We need a survey of a sampling of high schools nationwide, not just those with a teacher who claims the role of “computer teacher.” High school CS is changing, and it may be that the action is in the new schools with the new teachers just starting to construct their own identity as teachers.
Bettina Bair of Ohio State University stopped me several years and asked, “If we build a course on building video games using graphical objects, is that a course on Media Computation?” That was the first time that someone challenged me on what I meant by “Media Computation.” I said “No,” and my reason was that Media Computation was about manipulating pixels and samples in order to create larger and more interesting artifacts. That’s how students in MediaComp CS1 come to understand assignments, functions, arrays, loops, and conditionals, and the very important notion that these low-level computational pieces lead into larger artifacts.

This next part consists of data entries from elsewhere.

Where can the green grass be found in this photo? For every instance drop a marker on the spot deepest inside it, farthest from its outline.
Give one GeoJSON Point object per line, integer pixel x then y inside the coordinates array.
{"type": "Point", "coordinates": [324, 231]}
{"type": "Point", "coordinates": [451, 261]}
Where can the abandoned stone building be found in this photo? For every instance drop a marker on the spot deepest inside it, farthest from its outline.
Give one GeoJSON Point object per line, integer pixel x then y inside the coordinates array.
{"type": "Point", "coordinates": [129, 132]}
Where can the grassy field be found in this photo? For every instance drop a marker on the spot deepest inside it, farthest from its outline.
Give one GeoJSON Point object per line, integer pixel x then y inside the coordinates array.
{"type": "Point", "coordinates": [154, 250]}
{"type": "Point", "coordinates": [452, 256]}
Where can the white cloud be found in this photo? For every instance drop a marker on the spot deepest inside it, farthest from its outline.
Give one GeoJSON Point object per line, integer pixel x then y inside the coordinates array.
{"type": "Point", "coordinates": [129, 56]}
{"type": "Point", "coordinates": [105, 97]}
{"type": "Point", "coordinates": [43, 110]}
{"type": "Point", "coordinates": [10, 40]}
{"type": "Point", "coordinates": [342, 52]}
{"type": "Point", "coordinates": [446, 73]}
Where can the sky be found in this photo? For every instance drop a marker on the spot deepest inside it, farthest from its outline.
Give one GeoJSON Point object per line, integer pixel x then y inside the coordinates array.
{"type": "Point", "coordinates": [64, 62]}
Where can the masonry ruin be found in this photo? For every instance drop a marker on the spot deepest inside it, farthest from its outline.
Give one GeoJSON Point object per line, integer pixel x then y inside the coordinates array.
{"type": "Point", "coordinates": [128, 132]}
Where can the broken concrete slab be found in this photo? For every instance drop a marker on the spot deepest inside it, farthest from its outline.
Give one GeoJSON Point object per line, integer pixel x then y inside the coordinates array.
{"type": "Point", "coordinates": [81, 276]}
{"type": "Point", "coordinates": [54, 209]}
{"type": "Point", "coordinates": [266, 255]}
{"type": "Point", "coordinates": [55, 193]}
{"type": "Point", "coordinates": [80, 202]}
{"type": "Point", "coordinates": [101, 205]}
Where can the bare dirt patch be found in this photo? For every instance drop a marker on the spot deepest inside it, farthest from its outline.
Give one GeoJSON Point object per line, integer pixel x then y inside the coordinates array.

When I revised the Media Computation website this summer, I posted that definition. Beth Simon of University of California at San Diego challenged me on it. “You’re missing the point that you only introduce ideas as you need them. You don’t frontload the course with material that students don’t have a reason to learn yet.” I agreed with her, and thanked her for noticing that we put that into our books. But that’s not a critical part of what is “Media Computation.” I think that MediaComp is a broader idea than just the pedagogy that Barb and I use in our books. I claim that others’ books (as I do on the website) use MediaComp, too. MediaComp is less about the order of what’s taught and more about what and how it’s taught.
In teaching three workshops in the last two weeks (whew!), I realized that my definition didn’t even encompass our own work. Our CS2 MediaComp course has students build animations out of linked lists, trees (scene graphs), and simulations. They created music by weaving linked list nodes containing MIDI phrases. I realized that MediaComp was more generally about creating media through manipulating computational components at lower-levels of abstraction.

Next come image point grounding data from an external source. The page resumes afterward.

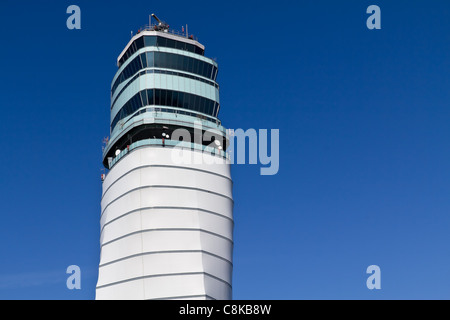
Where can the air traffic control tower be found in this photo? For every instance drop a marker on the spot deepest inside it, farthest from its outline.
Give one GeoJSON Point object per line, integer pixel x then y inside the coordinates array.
{"type": "Point", "coordinates": [166, 221]}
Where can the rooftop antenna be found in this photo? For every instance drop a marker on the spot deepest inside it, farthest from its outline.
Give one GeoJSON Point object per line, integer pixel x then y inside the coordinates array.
{"type": "Point", "coordinates": [161, 26]}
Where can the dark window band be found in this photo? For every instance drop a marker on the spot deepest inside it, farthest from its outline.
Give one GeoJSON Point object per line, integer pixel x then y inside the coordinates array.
{"type": "Point", "coordinates": [154, 41]}
{"type": "Point", "coordinates": [180, 74]}
{"type": "Point", "coordinates": [162, 97]}
{"type": "Point", "coordinates": [167, 61]}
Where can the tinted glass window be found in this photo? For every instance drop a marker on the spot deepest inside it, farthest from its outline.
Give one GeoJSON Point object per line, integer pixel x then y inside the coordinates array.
{"type": "Point", "coordinates": [167, 61]}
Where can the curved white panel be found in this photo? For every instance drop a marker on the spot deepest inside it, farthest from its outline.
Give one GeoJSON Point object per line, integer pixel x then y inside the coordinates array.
{"type": "Point", "coordinates": [166, 229]}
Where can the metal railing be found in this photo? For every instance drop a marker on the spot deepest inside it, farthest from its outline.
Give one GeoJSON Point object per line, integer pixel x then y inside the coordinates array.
{"type": "Point", "coordinates": [167, 143]}
{"type": "Point", "coordinates": [154, 27]}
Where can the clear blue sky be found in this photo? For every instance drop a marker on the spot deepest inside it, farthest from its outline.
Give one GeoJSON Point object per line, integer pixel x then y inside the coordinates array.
{"type": "Point", "coordinates": [364, 153]}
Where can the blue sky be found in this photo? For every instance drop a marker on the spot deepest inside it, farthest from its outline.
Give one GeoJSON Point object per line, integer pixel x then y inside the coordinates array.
{"type": "Point", "coordinates": [364, 142]}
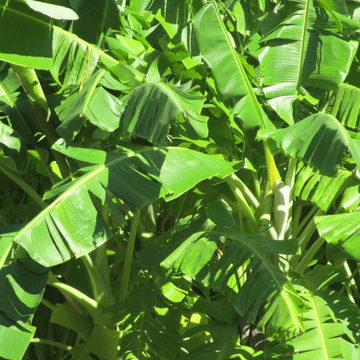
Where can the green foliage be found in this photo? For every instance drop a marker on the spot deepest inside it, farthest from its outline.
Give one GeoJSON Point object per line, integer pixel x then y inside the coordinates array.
{"type": "Point", "coordinates": [183, 176]}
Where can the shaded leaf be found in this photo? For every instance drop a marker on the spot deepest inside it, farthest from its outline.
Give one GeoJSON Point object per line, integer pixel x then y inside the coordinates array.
{"type": "Point", "coordinates": [342, 230]}
{"type": "Point", "coordinates": [71, 226]}
{"type": "Point", "coordinates": [319, 140]}
{"type": "Point", "coordinates": [22, 284]}
{"type": "Point", "coordinates": [152, 107]}
{"type": "Point", "coordinates": [320, 189]}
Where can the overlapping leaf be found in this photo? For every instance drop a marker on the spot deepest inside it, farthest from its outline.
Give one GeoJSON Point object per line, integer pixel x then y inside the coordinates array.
{"type": "Point", "coordinates": [266, 282]}
{"type": "Point", "coordinates": [294, 52]}
{"type": "Point", "coordinates": [22, 285]}
{"type": "Point", "coordinates": [152, 107]}
{"type": "Point", "coordinates": [93, 103]}
{"type": "Point", "coordinates": [345, 105]}
{"type": "Point", "coordinates": [320, 189]}
{"type": "Point", "coordinates": [70, 59]}
{"type": "Point", "coordinates": [342, 230]}
{"type": "Point", "coordinates": [71, 225]}
{"type": "Point", "coordinates": [331, 328]}
{"type": "Point", "coordinates": [148, 324]}
{"type": "Point", "coordinates": [319, 140]}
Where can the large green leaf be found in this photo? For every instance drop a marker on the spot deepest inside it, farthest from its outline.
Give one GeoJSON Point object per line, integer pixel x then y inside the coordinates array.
{"type": "Point", "coordinates": [331, 328]}
{"type": "Point", "coordinates": [149, 325]}
{"type": "Point", "coordinates": [16, 106]}
{"type": "Point", "coordinates": [293, 56]}
{"type": "Point", "coordinates": [217, 48]}
{"type": "Point", "coordinates": [193, 252]}
{"type": "Point", "coordinates": [95, 18]}
{"type": "Point", "coordinates": [152, 107]}
{"type": "Point", "coordinates": [22, 285]}
{"type": "Point", "coordinates": [320, 189]}
{"type": "Point", "coordinates": [93, 103]}
{"type": "Point", "coordinates": [319, 140]}
{"type": "Point", "coordinates": [49, 47]}
{"type": "Point", "coordinates": [341, 230]}
{"type": "Point", "coordinates": [345, 105]}
{"type": "Point", "coordinates": [71, 225]}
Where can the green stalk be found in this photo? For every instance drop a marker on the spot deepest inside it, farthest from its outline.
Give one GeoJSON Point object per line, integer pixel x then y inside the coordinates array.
{"type": "Point", "coordinates": [242, 203]}
{"type": "Point", "coordinates": [245, 190]}
{"type": "Point", "coordinates": [89, 304]}
{"type": "Point", "coordinates": [129, 256]}
{"type": "Point", "coordinates": [48, 304]}
{"type": "Point", "coordinates": [52, 343]}
{"type": "Point", "coordinates": [27, 188]}
{"type": "Point", "coordinates": [305, 237]}
{"type": "Point", "coordinates": [180, 207]}
{"type": "Point", "coordinates": [305, 261]}
{"type": "Point", "coordinates": [308, 216]}
{"type": "Point", "coordinates": [296, 219]}
{"type": "Point", "coordinates": [351, 281]}
{"type": "Point", "coordinates": [265, 224]}
{"type": "Point", "coordinates": [102, 293]}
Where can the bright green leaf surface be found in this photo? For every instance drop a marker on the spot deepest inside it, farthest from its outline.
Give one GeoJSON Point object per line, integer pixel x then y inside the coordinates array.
{"type": "Point", "coordinates": [319, 140]}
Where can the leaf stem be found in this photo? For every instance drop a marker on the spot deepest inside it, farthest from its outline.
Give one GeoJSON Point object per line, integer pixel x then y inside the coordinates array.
{"type": "Point", "coordinates": [52, 343]}
{"type": "Point", "coordinates": [89, 304]}
{"type": "Point", "coordinates": [305, 261]}
{"type": "Point", "coordinates": [129, 256]}
{"type": "Point", "coordinates": [27, 188]}
{"type": "Point", "coordinates": [101, 292]}
{"type": "Point", "coordinates": [245, 190]}
{"type": "Point", "coordinates": [242, 203]}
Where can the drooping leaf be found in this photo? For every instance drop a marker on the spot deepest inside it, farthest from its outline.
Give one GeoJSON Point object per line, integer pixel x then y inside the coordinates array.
{"type": "Point", "coordinates": [93, 103]}
{"type": "Point", "coordinates": [150, 331]}
{"type": "Point", "coordinates": [94, 16]}
{"type": "Point", "coordinates": [341, 230]}
{"type": "Point", "coordinates": [15, 105]}
{"type": "Point", "coordinates": [22, 285]}
{"type": "Point", "coordinates": [191, 255]}
{"type": "Point", "coordinates": [49, 47]}
{"type": "Point", "coordinates": [319, 140]}
{"type": "Point", "coordinates": [71, 226]}
{"type": "Point", "coordinates": [293, 53]}
{"type": "Point", "coordinates": [54, 11]}
{"type": "Point", "coordinates": [152, 108]}
{"type": "Point", "coordinates": [345, 105]}
{"type": "Point", "coordinates": [320, 189]}
{"type": "Point", "coordinates": [331, 328]}
{"type": "Point", "coordinates": [232, 82]}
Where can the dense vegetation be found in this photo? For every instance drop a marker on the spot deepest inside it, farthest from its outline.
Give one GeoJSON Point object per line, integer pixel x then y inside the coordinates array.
{"type": "Point", "coordinates": [179, 179]}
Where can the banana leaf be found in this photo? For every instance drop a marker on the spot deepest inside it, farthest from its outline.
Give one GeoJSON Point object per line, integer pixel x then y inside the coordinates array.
{"type": "Point", "coordinates": [149, 332]}
{"type": "Point", "coordinates": [319, 140]}
{"type": "Point", "coordinates": [320, 189]}
{"type": "Point", "coordinates": [293, 56]}
{"type": "Point", "coordinates": [345, 105]}
{"type": "Point", "coordinates": [342, 230]}
{"type": "Point", "coordinates": [152, 107]}
{"type": "Point", "coordinates": [331, 327]}
{"type": "Point", "coordinates": [70, 59]}
{"type": "Point", "coordinates": [192, 255]}
{"type": "Point", "coordinates": [93, 103]}
{"type": "Point", "coordinates": [71, 226]}
{"type": "Point", "coordinates": [22, 284]}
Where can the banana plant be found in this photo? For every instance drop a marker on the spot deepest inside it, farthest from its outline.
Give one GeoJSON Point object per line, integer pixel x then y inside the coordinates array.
{"type": "Point", "coordinates": [179, 179]}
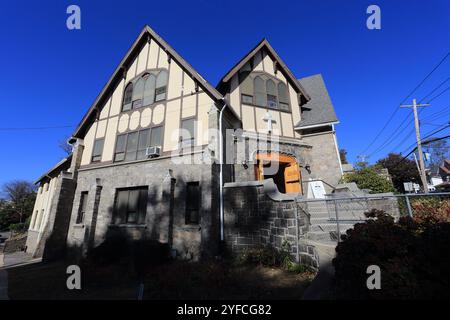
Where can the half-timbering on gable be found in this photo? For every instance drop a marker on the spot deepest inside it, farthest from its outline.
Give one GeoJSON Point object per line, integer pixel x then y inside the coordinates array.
{"type": "Point", "coordinates": [146, 159]}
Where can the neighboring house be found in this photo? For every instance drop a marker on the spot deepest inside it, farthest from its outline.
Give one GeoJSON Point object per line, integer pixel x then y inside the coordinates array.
{"type": "Point", "coordinates": [144, 162]}
{"type": "Point", "coordinates": [444, 170]}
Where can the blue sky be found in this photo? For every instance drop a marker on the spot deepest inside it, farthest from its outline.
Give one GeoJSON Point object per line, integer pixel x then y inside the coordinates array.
{"type": "Point", "coordinates": [51, 75]}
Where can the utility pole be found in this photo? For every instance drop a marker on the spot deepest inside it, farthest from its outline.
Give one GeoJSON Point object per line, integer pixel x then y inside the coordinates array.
{"type": "Point", "coordinates": [423, 176]}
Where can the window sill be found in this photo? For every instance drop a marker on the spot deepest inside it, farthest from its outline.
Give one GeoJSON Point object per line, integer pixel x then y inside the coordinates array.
{"type": "Point", "coordinates": [151, 105]}
{"type": "Point", "coordinates": [125, 225]}
{"type": "Point", "coordinates": [266, 107]}
{"type": "Point", "coordinates": [191, 227]}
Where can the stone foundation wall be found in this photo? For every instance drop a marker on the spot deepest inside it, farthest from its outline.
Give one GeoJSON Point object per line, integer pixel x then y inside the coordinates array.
{"type": "Point", "coordinates": [257, 214]}
{"type": "Point", "coordinates": [15, 244]}
{"type": "Point", "coordinates": [165, 215]}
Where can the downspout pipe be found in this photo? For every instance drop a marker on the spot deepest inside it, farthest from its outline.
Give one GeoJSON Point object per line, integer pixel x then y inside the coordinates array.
{"type": "Point", "coordinates": [221, 171]}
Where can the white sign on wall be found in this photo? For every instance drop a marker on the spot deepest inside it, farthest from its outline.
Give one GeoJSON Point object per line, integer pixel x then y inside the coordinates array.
{"type": "Point", "coordinates": [316, 190]}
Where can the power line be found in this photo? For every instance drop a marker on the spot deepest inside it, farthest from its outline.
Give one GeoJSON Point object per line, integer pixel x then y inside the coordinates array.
{"type": "Point", "coordinates": [425, 143]}
{"type": "Point", "coordinates": [33, 128]}
{"type": "Point", "coordinates": [402, 126]}
{"type": "Point", "coordinates": [396, 109]}
{"type": "Point", "coordinates": [432, 91]}
{"type": "Point", "coordinates": [440, 94]}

I realized an important piece missing from my definition in these last weeks of workshops: the power of expressive media. Over and over again, I heard teachers talk about how excited they were about making music with MIDI, about making animations, at discovering new ways of using their own personal pictures in their computing. Part of what MediaComp does is remind computer science faculty that the goal of the personal computer is to create “A Dynamic Medium for Creative Thought” and is meant to be “a medium for expression through drawing, painting, animating pictures, and composing and generating music” (quotes from Kay and Goldberg’s Personal Dynamic Media from IEEE Computer, March 1977).
My sense from listening to the teacher-participants is that combining CS1 with expressive medium gives them permission to be exploratory and creative. The fact that the focus was on the CS1 meant that they didn’t have to be careful, stuffy, and academic with the media. “Computer Graphics” is a serious area of study that gets presented at SIGGRAPH and leads to sophisticated CGI effects and video games. There’s a similar concern about playing around with “computer music.” Then there’s the stuff that those “artists” do, that isn’t what many CS professors see themselves doing. But, when the focus is on learning arrays and conditionals, then the media is just (literally) “for fun,” and the teachers did seem to have fun with it. Check out their work on the workshop collage, sound, and video pages.
I’ve made a pass at combining all of these ideas in the definition now at http://www.mediacomputation.org. Media Computation is about shifting levels of abstraction in order to produce creative expressions, working at the low-level to create media that inspire and engage at the high-level. I’ll probably revise that definition again after the next set of workshops — but not until next summer!